I believe that it can encourage great empathy, responsibility, and better fathering results in the future. That’s not to say that I would force it on him, but only if he asked. It is his decision, not mine. I would not shame or scold him. We have to stop blurring the lines of gender related toys, and realize that all kids are different, no matter their background. When we shame these children, we teach them sexism and misogyny against girls, and that we should be divided. I certainly don’t want to teach my son that.
I feel that the “bronies” should be addressed at this point. I must admit that this is something that I personally do not understand, and sometimes I feel like it can border on pedophilia when it is adults that are participating in it. That obviously doesn't mean that it happens though. I just don't get it personally. I would be more than willing to talk to a bronie to get a better understanding of it. I know that children have been bullied for being bronies and have harmed themselves because of the bullying.
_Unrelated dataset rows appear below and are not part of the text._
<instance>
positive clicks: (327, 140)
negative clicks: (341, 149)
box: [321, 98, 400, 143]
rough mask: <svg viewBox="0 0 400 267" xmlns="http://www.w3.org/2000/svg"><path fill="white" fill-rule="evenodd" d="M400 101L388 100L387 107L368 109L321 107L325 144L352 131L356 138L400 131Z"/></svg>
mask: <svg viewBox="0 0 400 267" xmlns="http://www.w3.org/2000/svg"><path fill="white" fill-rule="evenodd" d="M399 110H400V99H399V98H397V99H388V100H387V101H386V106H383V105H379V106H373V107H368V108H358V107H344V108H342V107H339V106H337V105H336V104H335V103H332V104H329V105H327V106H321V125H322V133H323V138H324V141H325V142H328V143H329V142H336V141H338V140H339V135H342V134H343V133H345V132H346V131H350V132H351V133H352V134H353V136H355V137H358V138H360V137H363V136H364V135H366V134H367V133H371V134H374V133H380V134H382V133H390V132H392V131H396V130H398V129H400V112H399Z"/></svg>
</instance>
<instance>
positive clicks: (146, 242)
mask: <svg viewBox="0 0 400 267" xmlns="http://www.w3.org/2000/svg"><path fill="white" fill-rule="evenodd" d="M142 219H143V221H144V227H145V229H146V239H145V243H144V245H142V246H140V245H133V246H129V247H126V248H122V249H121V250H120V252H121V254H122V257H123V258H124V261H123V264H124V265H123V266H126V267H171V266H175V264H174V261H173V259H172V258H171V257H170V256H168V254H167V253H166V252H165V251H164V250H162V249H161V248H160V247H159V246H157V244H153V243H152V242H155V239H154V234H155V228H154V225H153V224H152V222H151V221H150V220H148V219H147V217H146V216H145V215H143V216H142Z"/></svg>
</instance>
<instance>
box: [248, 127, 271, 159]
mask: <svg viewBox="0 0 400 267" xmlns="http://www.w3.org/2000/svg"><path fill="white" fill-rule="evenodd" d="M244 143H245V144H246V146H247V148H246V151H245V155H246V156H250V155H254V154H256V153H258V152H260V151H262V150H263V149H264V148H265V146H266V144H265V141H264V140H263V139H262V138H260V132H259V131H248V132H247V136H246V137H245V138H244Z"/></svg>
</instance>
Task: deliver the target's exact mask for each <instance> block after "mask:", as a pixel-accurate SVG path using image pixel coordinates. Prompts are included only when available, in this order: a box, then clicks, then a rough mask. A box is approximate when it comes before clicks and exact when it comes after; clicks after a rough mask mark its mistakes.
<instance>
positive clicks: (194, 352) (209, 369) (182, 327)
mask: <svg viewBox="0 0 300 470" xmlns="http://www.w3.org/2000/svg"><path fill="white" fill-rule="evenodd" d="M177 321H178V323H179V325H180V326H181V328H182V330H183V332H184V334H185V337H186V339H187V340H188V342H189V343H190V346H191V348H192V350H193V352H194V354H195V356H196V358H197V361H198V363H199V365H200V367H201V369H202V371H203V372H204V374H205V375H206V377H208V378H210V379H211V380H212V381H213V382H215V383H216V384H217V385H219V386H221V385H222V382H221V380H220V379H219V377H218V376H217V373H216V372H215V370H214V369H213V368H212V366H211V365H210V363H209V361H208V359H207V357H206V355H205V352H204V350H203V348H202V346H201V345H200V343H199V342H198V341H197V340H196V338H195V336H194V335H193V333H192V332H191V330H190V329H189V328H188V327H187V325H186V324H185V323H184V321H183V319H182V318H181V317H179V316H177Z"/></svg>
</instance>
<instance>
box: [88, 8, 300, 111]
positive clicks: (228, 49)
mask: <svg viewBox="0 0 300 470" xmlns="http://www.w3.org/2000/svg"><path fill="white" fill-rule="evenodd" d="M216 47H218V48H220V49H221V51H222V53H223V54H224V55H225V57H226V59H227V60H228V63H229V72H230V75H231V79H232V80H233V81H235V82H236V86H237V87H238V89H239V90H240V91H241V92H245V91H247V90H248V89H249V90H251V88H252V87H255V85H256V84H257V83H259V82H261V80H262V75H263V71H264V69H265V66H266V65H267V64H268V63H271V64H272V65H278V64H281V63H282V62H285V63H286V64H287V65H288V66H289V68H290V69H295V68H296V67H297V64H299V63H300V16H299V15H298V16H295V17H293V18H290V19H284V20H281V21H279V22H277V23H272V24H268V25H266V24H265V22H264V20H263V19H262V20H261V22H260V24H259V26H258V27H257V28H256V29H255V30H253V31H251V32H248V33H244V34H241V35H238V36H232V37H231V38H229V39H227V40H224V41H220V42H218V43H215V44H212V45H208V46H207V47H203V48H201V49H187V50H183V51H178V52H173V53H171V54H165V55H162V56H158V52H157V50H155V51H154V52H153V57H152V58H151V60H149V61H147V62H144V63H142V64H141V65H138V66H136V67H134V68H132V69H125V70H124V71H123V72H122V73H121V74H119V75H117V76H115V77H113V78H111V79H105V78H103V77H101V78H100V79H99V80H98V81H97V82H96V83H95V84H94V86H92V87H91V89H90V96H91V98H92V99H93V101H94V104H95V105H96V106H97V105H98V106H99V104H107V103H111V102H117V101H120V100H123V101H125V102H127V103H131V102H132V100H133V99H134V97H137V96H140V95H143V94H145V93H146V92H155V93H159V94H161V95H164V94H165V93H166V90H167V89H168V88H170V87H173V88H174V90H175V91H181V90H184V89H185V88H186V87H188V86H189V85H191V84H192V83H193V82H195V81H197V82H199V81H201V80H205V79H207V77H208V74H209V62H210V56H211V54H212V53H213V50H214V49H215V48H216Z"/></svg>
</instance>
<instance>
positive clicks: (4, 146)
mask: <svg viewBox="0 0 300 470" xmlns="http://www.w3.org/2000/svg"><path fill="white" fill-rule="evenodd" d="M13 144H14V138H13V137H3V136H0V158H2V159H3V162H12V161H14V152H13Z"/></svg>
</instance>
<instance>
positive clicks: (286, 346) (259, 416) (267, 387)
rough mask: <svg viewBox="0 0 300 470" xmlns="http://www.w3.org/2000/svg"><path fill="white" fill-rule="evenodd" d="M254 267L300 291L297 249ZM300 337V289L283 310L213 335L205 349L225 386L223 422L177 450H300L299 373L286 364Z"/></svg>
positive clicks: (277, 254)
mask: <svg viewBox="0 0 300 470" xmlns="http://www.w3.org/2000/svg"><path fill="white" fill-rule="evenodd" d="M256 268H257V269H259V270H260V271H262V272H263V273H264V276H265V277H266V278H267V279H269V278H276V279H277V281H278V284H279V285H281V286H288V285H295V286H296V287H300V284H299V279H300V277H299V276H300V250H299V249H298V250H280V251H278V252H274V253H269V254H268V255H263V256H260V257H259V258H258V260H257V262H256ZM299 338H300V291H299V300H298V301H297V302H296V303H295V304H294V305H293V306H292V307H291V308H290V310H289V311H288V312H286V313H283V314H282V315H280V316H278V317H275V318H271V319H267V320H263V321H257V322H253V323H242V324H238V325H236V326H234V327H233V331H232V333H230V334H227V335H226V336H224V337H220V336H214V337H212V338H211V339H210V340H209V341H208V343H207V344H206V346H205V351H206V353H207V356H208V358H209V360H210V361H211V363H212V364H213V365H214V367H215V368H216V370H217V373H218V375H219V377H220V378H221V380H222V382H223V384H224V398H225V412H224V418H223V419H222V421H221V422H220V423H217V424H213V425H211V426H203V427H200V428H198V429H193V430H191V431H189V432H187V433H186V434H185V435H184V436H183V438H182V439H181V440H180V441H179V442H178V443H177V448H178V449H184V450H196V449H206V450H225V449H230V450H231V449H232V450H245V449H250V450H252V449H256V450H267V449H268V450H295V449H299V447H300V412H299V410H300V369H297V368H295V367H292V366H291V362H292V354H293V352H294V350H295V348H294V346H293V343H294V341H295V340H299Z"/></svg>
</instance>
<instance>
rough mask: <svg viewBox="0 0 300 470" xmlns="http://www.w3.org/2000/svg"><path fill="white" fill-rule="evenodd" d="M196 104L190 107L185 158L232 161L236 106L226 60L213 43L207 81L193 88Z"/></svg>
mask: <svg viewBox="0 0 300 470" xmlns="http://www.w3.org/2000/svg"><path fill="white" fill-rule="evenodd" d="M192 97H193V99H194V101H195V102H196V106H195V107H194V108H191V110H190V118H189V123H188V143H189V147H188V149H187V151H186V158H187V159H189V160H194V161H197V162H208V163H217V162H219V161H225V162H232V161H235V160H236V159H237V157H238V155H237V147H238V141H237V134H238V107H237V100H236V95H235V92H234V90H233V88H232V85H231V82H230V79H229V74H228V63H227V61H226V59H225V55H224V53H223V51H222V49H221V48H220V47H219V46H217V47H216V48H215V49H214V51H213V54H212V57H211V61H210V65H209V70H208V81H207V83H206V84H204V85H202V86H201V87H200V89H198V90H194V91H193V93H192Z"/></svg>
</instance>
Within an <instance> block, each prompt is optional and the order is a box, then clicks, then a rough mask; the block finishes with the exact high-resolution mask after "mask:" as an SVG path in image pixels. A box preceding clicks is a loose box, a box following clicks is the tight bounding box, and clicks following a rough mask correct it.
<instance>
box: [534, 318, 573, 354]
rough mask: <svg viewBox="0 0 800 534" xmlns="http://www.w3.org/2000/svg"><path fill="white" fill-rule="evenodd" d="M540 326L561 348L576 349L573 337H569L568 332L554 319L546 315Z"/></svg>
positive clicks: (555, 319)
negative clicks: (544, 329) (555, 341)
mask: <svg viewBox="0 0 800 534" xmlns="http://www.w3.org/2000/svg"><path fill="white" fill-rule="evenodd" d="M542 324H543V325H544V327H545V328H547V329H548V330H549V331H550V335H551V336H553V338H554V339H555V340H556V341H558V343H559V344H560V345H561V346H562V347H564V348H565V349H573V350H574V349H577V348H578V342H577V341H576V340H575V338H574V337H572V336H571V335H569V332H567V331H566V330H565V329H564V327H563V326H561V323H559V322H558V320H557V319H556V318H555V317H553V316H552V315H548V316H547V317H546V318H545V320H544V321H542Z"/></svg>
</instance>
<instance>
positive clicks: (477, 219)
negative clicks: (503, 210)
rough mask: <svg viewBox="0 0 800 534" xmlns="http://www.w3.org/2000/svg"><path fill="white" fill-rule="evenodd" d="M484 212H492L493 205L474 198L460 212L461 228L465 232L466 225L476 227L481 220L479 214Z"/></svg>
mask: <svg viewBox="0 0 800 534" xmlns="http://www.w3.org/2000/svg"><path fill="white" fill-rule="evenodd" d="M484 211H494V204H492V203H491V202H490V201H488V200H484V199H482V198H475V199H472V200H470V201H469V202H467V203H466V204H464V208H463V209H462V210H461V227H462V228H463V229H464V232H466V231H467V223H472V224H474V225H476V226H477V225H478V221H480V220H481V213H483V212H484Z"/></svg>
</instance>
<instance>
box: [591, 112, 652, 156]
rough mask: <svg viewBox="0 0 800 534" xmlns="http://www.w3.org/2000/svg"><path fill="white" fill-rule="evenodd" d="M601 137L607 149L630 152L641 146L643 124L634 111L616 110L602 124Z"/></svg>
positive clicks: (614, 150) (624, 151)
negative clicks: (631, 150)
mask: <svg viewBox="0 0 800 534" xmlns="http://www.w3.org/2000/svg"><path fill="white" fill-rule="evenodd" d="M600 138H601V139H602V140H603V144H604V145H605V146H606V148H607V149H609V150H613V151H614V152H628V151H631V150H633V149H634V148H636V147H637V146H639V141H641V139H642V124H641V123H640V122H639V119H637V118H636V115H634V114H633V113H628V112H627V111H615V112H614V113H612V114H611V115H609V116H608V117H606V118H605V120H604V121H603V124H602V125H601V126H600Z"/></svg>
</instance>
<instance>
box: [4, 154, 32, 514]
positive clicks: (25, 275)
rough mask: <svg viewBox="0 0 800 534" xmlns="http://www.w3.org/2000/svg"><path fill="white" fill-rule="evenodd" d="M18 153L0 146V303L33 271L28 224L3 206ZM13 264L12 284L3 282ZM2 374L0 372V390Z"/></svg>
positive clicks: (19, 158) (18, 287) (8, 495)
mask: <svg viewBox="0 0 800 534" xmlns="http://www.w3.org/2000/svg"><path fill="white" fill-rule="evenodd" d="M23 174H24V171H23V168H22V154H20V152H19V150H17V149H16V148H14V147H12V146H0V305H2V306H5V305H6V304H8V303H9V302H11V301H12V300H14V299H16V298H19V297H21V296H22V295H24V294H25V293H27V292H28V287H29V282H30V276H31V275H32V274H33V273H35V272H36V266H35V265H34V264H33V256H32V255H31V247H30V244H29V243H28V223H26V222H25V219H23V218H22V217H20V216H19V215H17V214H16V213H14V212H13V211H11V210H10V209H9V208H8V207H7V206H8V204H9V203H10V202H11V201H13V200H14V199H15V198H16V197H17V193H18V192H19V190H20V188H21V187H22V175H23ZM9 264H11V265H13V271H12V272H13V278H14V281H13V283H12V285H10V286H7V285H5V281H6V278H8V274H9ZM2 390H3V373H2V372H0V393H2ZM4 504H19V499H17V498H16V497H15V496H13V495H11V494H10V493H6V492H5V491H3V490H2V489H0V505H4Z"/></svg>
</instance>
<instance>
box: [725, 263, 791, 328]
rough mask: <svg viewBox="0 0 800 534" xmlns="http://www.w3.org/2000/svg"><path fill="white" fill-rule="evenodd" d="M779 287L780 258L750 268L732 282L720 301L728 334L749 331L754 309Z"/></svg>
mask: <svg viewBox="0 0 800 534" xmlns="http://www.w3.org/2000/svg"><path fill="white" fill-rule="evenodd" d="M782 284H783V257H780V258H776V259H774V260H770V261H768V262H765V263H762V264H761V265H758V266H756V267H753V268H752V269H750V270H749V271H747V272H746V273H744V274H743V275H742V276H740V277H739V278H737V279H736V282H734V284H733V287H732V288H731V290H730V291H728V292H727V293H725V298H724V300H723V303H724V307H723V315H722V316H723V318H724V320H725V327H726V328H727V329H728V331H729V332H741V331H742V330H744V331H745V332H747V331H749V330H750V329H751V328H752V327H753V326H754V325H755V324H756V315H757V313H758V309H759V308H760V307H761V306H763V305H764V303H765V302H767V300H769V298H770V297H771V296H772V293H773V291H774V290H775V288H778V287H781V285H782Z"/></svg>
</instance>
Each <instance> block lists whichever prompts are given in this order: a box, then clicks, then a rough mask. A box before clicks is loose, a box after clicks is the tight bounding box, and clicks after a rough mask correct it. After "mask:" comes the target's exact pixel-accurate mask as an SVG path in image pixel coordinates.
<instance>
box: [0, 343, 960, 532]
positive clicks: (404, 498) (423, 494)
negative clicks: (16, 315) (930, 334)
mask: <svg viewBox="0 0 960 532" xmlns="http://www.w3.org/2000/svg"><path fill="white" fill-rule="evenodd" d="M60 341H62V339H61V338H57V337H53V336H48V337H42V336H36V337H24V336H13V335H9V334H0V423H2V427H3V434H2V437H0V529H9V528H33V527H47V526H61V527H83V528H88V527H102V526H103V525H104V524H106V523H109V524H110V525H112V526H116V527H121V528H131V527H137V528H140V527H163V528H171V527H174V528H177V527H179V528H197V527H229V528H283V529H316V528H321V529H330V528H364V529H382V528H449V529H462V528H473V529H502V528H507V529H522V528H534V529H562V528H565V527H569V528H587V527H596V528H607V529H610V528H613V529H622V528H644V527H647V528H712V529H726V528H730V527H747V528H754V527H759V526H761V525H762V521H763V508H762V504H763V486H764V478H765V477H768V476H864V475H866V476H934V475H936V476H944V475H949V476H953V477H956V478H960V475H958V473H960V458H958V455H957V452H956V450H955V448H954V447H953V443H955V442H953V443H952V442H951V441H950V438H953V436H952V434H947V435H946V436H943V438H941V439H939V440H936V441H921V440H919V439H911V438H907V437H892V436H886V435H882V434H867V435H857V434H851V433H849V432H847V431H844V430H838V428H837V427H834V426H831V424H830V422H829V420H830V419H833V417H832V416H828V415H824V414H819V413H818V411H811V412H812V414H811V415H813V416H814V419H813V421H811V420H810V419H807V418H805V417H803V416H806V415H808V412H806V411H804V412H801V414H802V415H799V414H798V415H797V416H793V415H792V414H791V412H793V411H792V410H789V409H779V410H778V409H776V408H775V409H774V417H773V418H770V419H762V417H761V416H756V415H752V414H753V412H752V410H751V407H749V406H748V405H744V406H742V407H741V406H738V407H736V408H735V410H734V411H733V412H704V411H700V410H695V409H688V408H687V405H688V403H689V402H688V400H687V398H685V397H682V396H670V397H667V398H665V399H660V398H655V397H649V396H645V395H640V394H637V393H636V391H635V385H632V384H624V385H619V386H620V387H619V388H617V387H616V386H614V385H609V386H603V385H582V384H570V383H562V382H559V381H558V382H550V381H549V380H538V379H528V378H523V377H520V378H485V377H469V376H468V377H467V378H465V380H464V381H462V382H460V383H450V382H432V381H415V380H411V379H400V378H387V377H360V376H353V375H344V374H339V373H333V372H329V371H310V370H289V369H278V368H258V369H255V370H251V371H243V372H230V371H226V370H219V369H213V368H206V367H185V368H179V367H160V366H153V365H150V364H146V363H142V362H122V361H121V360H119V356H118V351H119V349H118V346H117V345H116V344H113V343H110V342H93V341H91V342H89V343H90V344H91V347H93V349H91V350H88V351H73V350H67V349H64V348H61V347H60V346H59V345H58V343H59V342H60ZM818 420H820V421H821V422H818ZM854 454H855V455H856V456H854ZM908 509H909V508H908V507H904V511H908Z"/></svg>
I know that I will and already have detractors for my views on these types of things. I accept that fact, and know that when they “troll” me, I at least have their attention for that long. My goal is to raise my son to be an open-minded and respectful gentleman. If it isn't hurting him or someone else, I have no problem with him doing whatever makes him happy. I just don't want him to grow up being a bully, sexist, racist, or have hatred towards anything or anyone. I feel like there is enough of that in the world, and that he can rise above this to go on and do great things. I know we all have big dreams for our children, but I feel like this is something I can have a hand in. By teaching him compassion and open-mindedness for people of all cultural, spiritual, and sexual backgrounds, he has no reason for hate.
I often wonder what I would/will do if he does indeed ask for a doll. It's easy to say that I would do it for him. I feel like I would have to have a conversation with him first about gender labels and how people might look down on him. I wouldn't want to discourage him from it, if it makes him happy. I still want him to be himself, no matter the cost. I would defend him to the death and protect him any way I could. He deserves to be happy and live in a world without gender labels, stereotypes, and preconceived notions. If I can give him that, I will have done a service to him and the world with the hopes that he could spread a message of love and hope. That's all I want for him, to grow up to be a happy, healthy, young gentleman who grows up with respect and love for his fellow human beings.